FIRST UPDATE: I ended up using a substitute Dot function and defining its attributes (aside from Orderless) through assignments (e.g. dot[a_,b_+c_]:=dot[a,b]+dot[a,c]). However, factoring expressions out over Times had been an issue, as incorrectly factoring out undotted instances of Derivative[_][U][t] would lead to the nonsensical result of a dot product between a scalar and a vector, or even between two scalars. Nevertheless, I found a possible way around this by adding a function i that encloses undotted instances of Derivative[_][U][t] as a sort of indicator, and serves as an identity function otherwise; it would finally disappear using the assignment of dot[i[a_],i[b_]]:=dot[a,b]. (In other words, one could use MatchQ[i] or FreeQ[i] on an expression as a substitute for the [non-functioning] VectorQ[expr].)

But now I've run into another issue that, on its face, seems bizarre. Consider the expression dot[2*i[U''[t]]*dot[U'[t],U'[t]],-2*i[U'[t]]*dot[U'[t],U''[t]]], an actual subexpression encountered for the unit normal vector.
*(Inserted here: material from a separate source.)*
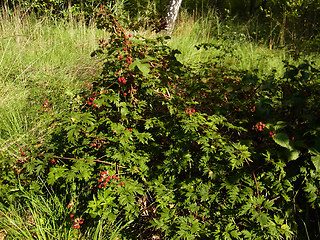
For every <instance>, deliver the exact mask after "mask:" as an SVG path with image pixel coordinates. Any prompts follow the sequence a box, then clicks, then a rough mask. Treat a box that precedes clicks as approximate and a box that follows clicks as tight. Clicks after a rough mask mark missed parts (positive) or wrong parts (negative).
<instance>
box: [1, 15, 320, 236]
mask: <svg viewBox="0 0 320 240" xmlns="http://www.w3.org/2000/svg"><path fill="white" fill-rule="evenodd" d="M104 36H105V33H104V32H103V31H100V30H97V29H96V28H95V26H94V25H89V26H86V25H85V24H83V23H81V22H79V23H72V24H70V23H68V22H66V21H63V20H61V21H54V20H52V19H50V18H49V17H47V18H43V19H34V18H32V16H30V15H26V14H24V13H23V12H19V11H16V12H11V13H8V12H2V13H1V14H0V97H1V98H0V158H1V156H6V157H8V158H12V159H18V158H19V151H20V149H21V148H23V147H27V146H28V145H29V144H31V143H32V142H41V139H42V138H44V137H45V136H46V135H45V134H46V129H47V127H48V125H47V121H46V120H44V119H43V118H42V117H41V115H42V113H41V106H42V103H43V101H44V100H46V99H48V101H49V102H50V104H51V107H52V110H53V112H61V111H67V109H66V107H67V105H68V101H71V100H72V98H73V97H74V96H75V95H76V93H77V92H79V91H81V89H83V88H84V87H85V84H86V83H87V82H90V81H91V80H92V78H94V77H95V76H96V75H97V74H98V72H99V59H92V58H91V57H90V53H91V52H92V51H93V50H95V49H96V48H97V39H98V38H100V37H104ZM150 36H154V34H150ZM247 38H248V36H246V35H244V34H243V33H240V32H236V31H233V30H223V29H222V27H221V22H220V19H219V17H218V16H217V15H214V14H212V16H211V17H203V18H200V19H196V18H195V17H194V16H190V15H187V14H186V13H184V14H182V15H181V16H180V19H179V22H178V24H177V26H176V30H175V32H174V34H173V36H172V39H171V40H170V42H169V44H170V46H172V47H175V48H177V49H179V50H180V51H181V53H182V54H181V55H180V56H178V58H179V59H180V60H181V61H182V62H184V63H188V64H199V63H201V62H216V61H218V62H219V63H220V64H222V65H225V66H227V67H228V68H230V69H233V70H243V71H248V72H252V73H255V74H258V75H269V74H272V72H273V70H277V77H279V76H282V75H283V73H284V71H285V69H284V68H283V66H284V63H283V61H284V60H287V61H289V62H293V61H294V59H293V58H292V57H291V56H290V55H289V54H288V53H287V52H286V51H285V50H270V49H268V48H267V47H265V46H259V45H257V44H255V43H253V42H249V41H247V40H246V39H247ZM206 42H208V43H212V44H214V45H216V46H219V47H220V49H210V50H208V51H205V50H203V49H202V50H199V51H197V50H196V49H195V48H194V46H195V45H198V44H200V43H206ZM226 49H227V50H228V51H229V53H228V54H226V52H225V50H226ZM302 59H308V60H309V61H314V62H315V64H316V65H318V66H319V65H320V58H319V56H318V55H313V56H311V55H309V56H302V57H301V58H300V60H299V61H301V60H302ZM48 119H49V120H50V116H49V117H48ZM49 120H48V121H49ZM1 162H2V159H0V166H1ZM66 205H67V202H66V201H65V202H63V201H62V202H61V200H58V199H57V198H56V197H52V198H50V199H46V198H44V197H43V196H41V195H35V194H27V193H25V201H24V204H22V203H15V204H12V205H9V206H5V205H0V236H1V233H4V232H5V233H6V236H7V239H34V236H36V237H37V239H73V237H74V236H73V235H72V234H73V232H72V231H71V230H72V226H70V223H69V222H67V217H68V216H69V215H68V213H66V211H65V206H66ZM61 219H62V220H61ZM63 220H64V221H63ZM58 222H61V225H59V224H58ZM104 227H108V226H105V225H103V223H102V222H101V223H100V224H99V226H95V227H92V228H91V229H88V230H87V234H88V236H89V235H90V236H95V237H94V238H95V239H101V237H102V236H103V228H104ZM121 227H125V225H123V224H120V223H119V225H117V226H114V229H115V230H114V232H115V233H116V232H117V230H119V229H120V228H121ZM70 229H71V230H70ZM3 230H4V231H3ZM115 235H116V234H115ZM105 237H107V236H105ZM0 239H1V237H0ZM105 239H116V236H108V238H105Z"/></svg>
The assignment dot[a_,b_*c_?FreeQ[i]]:=c*dot[a,b] fails to do anything, due to MatchQ[-2*i[U'[t]]*dot[U'[t],U''[t]],b_*c_?FreeQ[i]] returning False (even if the test ?MemberQ[i] is added onto b_ in addition to or instead of the test on c_, and/or the positions of b_ and c_ are swapped with each other), despite the fact that all of the following return True:

• MatchQ[-2*i[U'[t]]*dot[U'[t],U''[t]],b_*c_]
• MatchQ[-2*i[U'[t]]*dot[U'[t],U''[t]],b_*c_Integer]
• MatchQ[-2*i[U'[t]]*dot[U'[t],U''[t]],b_*c_?IntegerQ]

Now what is going on here?

SECOND UPDATE: Immediately after posting the previous update, I found that setting the assignment dot[a_,b_*c_/;FreeQ[c,i]]:=c*dot[a,b] actually does work in solving the second issue (and the whole problem in general), but this only makes that issue even more strange: what would allow FreeQ[dot[U'[t],U''[t]],i] and MatchQ[dot[U'[t],U''[t]],c_/;FreeQ[c,i]] to evaluate to True, yet force MatchQ[dot[U'[t],U''[t]],c_?FreeQ[i]], a supposedly identical expression, to evaluate to False?